Each task requires the appropriate tool, and LLMs are a specific type of tools designed for certain functions. They excel at language processing tasks, but are not intended to perform all types of work. Just as using a circular saw is not suitable for driving nails into a wall, relying on an LLM for tasks beyond its capabilities is impractical.
 
I call BS! It's obvious you people are not good at pattern recognition so let me enlighten you.
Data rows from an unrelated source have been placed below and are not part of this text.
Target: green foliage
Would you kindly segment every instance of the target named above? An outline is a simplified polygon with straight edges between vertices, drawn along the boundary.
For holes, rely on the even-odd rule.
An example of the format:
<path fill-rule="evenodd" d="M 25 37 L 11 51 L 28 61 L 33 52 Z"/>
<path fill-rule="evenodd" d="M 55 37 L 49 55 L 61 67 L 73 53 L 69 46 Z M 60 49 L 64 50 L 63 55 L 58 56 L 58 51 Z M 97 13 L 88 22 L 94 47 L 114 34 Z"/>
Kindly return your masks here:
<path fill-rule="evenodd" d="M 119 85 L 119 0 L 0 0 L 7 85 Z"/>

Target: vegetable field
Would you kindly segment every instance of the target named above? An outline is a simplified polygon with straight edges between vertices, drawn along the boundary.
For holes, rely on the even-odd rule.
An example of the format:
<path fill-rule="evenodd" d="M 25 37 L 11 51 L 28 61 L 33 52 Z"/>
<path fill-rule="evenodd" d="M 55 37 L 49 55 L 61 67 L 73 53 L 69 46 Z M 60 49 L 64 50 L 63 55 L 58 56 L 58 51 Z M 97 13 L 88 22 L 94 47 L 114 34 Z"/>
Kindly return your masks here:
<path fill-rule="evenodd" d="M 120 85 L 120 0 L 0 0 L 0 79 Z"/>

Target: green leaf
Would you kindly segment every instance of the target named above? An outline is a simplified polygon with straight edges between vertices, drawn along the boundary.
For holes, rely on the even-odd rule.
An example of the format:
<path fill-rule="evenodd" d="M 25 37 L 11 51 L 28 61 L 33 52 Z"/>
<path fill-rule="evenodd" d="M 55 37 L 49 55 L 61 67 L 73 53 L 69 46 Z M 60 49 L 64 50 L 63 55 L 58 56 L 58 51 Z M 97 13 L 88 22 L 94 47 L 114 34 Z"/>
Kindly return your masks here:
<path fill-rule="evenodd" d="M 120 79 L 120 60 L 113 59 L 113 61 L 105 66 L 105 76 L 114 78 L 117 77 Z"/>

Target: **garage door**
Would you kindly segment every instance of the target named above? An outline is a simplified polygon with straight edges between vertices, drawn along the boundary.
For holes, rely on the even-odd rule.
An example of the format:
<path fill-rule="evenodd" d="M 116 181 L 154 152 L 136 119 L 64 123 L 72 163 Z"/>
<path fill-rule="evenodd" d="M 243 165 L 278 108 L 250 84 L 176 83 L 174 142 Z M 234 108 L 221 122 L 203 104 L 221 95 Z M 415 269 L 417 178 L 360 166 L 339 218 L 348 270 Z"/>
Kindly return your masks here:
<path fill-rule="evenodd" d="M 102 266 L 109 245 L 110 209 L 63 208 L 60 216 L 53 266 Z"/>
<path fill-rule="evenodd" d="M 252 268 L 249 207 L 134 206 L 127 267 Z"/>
Per 1: "I used AI to produce this code to XYZ but I this weird 'seg fault' response instead."
Per 2: "No! you use `strcpy` ...you idiot!"
Per 3: "What about pointers?!"
Per 4: "*sigh* I've been doing this for 57 years and you do this ...(three genius lines of code)..."
Per 1: "Thank you!"

Meanwhile, 'person 1' has done the dishes, made a fresh pot of coffee, and pre-written an email to the boss saying their done. Seems like 'person 1' was very productive to me!
 
The reality is that these AI tools are based on previous work by others. Many are no more than a search tool. Take that for what it's worth but I find most of the results from online AI stuff returns wrong or obvious results which have been of no value to me.
Garbage in Garbage out :)
 
I call BS!
Recently played with Claude AI, gave it a simple C program (a real one, that I wrote for a particular purpose) asking to find issues and improve. It did some reasonable additions for extra error checking, but changed all three different exit codes in different parts to "1"! Why??
 
You know those super-genius-type programmer types (this guy was programming in Pencil). Well, I watched him give a reply link, to one of those "Here is some code from ChatGTP questions" to his own ChatGTP question where he demonstrated how to "ask the question properly". The code he got back was absolutely perfect (exactly like the code he had been publishing for years). So, it sort of depends on how you think of the problem(s) and what questions you're asking.
 
Every time I visit a BSD forum, it’s always the same:

- systemd is bad
- btrfs is bad
- launchd is bad
- d-bus is bad
- Docker is bad
- Rust is bad
- glibc is bad
- immutable distros are bad
- JS is bad
- GNOME is bad
- GTK is bad
- Wayland is bad
- Qt is bad
- bash is bad
- Python is bad
- Windows is bad
- Linux is bad
- AI is bad

I mean com'on guys. I get it, nothing’s perfect, sometimes even terrible, but this level of critique is beyond comedy. At this rate, oxygen will be next on the list.